Nepaleses pressionam o governo por notícias de familiares que lutam pela Rússia na guerra

Cidadãos do Nepal se juntam às forças russas de olho no salário vantajoso, mas há quem tenha sido enganado para ir lutar

Sob a promessa de salários atraentes, centenas de homens nepaleses aceitaram se juntar às forças da Rússia na guerra da Ucrânia. Desde que eles se apresentaram para combater, familiares alegam ter recebido pouca ou nenhuma informação sobre os combatentes, o que leva muitas pessoas a protestar contra o governo do Nepal para que interceda em busca de notícias. O relato é do jornal South China Morning Post.

O governo do Nepal afirma que há ao menos 200 cidadãos do país servindo às forças russas na guerra da Ucrânia. Um político local diz que na verdade são mais de 700, enquanto nepaleses que foram à Rússia alegam que há milhares de nepaleses nas tropas de Moscou.
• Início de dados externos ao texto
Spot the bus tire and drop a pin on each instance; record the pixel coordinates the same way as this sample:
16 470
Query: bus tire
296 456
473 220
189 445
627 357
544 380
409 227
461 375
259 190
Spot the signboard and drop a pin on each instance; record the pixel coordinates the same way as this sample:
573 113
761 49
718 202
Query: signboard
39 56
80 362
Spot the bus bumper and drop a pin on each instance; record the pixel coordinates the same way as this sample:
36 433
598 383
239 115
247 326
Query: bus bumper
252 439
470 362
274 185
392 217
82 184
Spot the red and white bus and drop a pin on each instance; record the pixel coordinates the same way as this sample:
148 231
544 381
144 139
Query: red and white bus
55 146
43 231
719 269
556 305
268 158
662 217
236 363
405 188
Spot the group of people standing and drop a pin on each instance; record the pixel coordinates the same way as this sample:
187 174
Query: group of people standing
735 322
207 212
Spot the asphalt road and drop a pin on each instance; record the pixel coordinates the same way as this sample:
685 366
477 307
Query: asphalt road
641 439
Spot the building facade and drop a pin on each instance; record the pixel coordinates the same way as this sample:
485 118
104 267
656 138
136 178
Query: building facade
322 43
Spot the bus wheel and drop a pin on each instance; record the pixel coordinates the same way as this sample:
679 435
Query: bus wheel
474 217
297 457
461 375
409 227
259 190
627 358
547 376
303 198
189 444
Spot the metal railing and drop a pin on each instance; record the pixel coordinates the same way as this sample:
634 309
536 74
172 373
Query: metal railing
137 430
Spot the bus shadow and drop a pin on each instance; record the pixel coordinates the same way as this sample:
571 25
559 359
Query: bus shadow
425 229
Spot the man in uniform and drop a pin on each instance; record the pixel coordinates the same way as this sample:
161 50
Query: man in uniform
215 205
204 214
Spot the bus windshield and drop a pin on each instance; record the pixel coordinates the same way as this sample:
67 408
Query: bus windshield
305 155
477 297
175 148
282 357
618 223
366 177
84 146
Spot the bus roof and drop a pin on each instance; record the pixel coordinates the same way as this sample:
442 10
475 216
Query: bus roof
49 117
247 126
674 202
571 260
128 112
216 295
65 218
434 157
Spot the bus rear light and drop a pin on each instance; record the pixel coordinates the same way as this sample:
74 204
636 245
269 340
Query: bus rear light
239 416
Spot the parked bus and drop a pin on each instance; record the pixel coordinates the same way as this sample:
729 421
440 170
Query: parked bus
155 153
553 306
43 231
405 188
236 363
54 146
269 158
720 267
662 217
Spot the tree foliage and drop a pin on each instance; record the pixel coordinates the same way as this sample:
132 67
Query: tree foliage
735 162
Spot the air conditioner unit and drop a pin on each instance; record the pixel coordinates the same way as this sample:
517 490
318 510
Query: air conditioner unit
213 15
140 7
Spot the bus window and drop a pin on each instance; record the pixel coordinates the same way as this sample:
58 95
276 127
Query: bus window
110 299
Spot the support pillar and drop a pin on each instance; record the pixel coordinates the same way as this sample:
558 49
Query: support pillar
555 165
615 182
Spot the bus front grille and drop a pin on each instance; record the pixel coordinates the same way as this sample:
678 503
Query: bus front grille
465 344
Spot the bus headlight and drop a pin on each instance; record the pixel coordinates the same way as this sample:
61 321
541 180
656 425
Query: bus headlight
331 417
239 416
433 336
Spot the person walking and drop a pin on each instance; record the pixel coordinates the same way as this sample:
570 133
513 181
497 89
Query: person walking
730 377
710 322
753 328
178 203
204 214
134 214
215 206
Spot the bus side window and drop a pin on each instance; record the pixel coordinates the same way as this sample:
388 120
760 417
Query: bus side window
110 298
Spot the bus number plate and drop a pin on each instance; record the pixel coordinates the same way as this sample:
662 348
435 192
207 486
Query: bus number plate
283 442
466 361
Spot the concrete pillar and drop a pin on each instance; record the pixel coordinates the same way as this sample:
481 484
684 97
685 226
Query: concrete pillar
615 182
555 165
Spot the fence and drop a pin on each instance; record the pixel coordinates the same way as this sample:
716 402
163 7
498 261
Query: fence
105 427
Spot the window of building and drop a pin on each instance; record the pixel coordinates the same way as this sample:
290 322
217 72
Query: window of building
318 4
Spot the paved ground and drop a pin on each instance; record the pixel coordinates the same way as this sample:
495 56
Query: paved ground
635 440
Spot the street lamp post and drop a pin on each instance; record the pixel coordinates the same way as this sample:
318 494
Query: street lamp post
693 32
Nas últimas semanas, muitos familiares desses homens fizeram um protesto pacífico no Nepal, inclusive em frente à Embaixada da Rússia em Katmandu. Alguns chegaram a ser detidos pela polícia nepalesa sob a alegação de que protestavam em áreas restritas. O protesto só terminou após o governo prometer que ouviria as demandas.

Soldados do exército da Rússia (Foto: reprodução/Facebook)

Os recrutados seriam principalmente jovens nepaleses desempregados que teriam se alistado em troca de um passaporte russo, do visto de viagem e de vencimentos até seis vezes superiores ao salário mínimo local, que é de US$ 130 (R$ 660). Há inclusive relatos de homens que pagaram a recrutadores para que os trâmites com as forças russas fossem facilitados.

Em dezembro do ano passado, as forças de segurança do Nepal realizaram uma operação que terminou com a prisão de dez pessoas suspeitas de participar do esquema de recrutamento. Na ocasião, muitos jovens alegaram ter sido enganados pelos indivíduos, que haviam prometido empregos na Rússia sem revelar que na verdade o contrato era com as Forças Armadas.

Aqueles que embarcam rumo à Rússia invariavelmente perdem contato com os familiares, que alegam não saber se os homens estão vivos ou mortos. Mesmo os que viajam conscientes de que combateriam na guerra não conseguem manter contato. Em pare, a falta de apoio do governo local está atrelada à ilegalidade da situação.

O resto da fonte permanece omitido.